When people see someone who looks like them, or who came from an unexpected background, succeeding in a technical, traditionally male-dominated field, it changes what feels possible. Innovation thrives on having diverse perspectives and inclusive decision-making. And true inclusivity means building cultures where people from all backgrounds can contribute their best work.
Would you consider using a pilotless, autonomous eVTOL aircraft for short trips?
Gursonia Clair: Honestly, yes – and I think my answer might surprise people. Working in data and technology, I have a fairly deep appreciation for how rigorous the validation and testing processes are before any new aviation technology reaches passengers. The word “pilotless” triggers instinctive concern for most people, but autonomous systems in aviation are built on layers of redundancy and data that, in many cases, reduce the margin for human error rather than increase risk.

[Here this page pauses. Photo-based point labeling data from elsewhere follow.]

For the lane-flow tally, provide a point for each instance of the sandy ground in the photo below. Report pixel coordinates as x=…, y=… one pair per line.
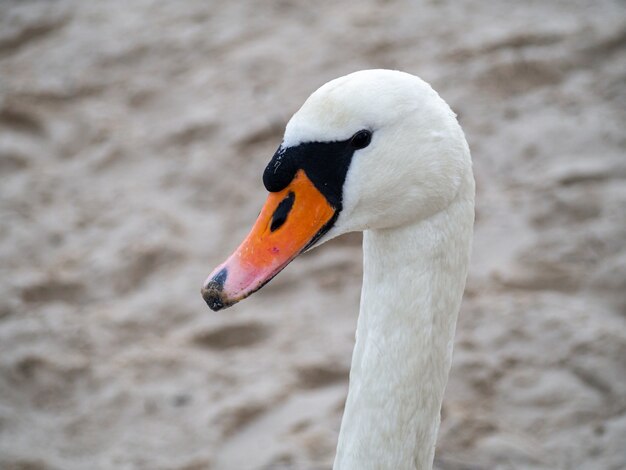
x=133, y=138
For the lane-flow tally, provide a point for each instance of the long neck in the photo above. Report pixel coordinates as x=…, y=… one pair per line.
x=413, y=282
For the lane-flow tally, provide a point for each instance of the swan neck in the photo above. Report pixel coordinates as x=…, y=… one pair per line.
x=414, y=277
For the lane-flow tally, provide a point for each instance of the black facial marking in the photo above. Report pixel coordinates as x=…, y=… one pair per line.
x=282, y=211
x=361, y=139
x=325, y=164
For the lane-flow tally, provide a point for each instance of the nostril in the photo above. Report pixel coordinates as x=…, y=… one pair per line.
x=282, y=211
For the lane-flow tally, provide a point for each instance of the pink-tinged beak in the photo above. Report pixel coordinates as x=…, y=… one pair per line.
x=290, y=221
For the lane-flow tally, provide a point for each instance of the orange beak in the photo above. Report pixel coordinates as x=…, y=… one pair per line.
x=291, y=220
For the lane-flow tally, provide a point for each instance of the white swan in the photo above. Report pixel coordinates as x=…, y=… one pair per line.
x=377, y=151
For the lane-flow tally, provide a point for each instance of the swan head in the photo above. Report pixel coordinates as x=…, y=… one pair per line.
x=374, y=149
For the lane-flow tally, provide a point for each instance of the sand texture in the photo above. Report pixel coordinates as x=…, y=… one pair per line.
x=133, y=136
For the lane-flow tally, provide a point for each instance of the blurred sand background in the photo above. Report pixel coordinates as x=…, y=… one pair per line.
x=133, y=138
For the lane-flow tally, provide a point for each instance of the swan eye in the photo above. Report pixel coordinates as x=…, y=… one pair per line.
x=361, y=139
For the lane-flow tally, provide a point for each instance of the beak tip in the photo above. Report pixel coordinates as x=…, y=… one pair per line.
x=212, y=292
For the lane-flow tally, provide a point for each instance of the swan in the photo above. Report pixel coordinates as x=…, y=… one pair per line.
x=376, y=151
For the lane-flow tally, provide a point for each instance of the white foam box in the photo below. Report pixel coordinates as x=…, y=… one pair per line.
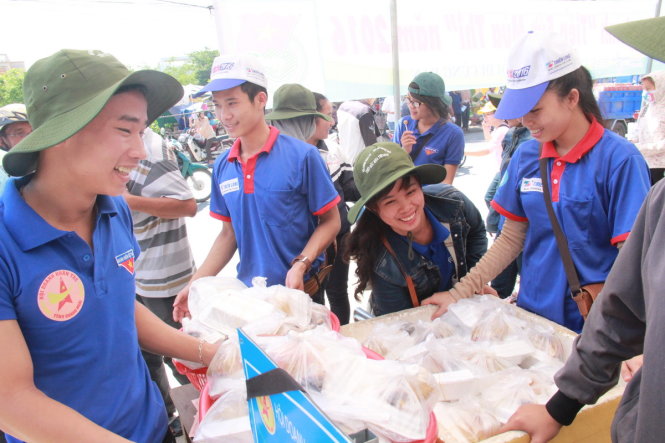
x=592, y=424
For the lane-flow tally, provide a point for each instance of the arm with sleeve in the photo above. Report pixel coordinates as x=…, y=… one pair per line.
x=621, y=324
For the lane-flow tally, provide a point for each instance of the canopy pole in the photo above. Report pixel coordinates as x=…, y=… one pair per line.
x=650, y=60
x=395, y=52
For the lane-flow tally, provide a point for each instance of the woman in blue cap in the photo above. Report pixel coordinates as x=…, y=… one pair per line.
x=409, y=243
x=597, y=181
x=427, y=133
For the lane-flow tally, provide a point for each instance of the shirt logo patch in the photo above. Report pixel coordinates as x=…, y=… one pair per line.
x=126, y=260
x=229, y=186
x=534, y=184
x=61, y=295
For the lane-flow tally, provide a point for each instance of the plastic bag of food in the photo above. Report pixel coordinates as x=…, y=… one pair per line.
x=397, y=398
x=465, y=421
x=227, y=419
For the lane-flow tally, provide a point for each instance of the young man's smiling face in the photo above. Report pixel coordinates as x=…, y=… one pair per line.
x=239, y=115
x=99, y=158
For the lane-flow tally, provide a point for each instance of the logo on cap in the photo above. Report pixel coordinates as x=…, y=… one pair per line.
x=222, y=67
x=516, y=74
x=61, y=295
x=372, y=160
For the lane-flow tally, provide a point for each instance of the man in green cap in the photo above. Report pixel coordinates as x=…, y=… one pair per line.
x=427, y=134
x=70, y=327
x=272, y=192
x=626, y=319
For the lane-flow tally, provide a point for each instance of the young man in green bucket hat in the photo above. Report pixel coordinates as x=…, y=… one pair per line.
x=272, y=192
x=626, y=319
x=70, y=327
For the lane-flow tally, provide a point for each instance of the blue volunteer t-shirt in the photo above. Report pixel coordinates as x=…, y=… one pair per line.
x=75, y=308
x=597, y=190
x=445, y=145
x=436, y=251
x=273, y=202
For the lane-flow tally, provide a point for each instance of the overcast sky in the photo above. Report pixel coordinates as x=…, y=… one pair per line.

That said, I think the honest answer is that trust will be the real barrier – not the technology itself. The industry will need to bring the public along on that journey carefully and transparently. As someone who works at the intersection of data and aviation operations, I find eVTOL genuinely exciting – particularly for urban air mobility around a city like New York, where short-hop routes between the boroughs or out to the airports could be transformative. I’d be first in line, I think!
Does your company offer internships or other programs to attract young employees?
Gursonia Clair: Kubrick Group is actually built around exactly this idea – it’s core to what we do. The model is specifically designed to take talented people, often early in their careers or transitioning between industries, and develop them into highly skilled data and technology consultants through intensive training before placing them with clients. In many ways, my own journey is a version of that story – I came in with strong analytical foundations and was developed, placed, and grown into a specialist.
What I find particularly meaningful about this model in the context of aviation is that it opens the industry up to people who might never have considered it a career path. I certainly didn’t picture myself becoming an aviation expert. But that’s exactly the point – aviation needs people who can bring data literacy, fresh thinking, and cross-industry experience into a sector that is modernizing rapidly. Initiatives like Kubrick’s are one of the most effective ways to build that pipeline of talent, and I’m proud to be part of a company that takes that seriously.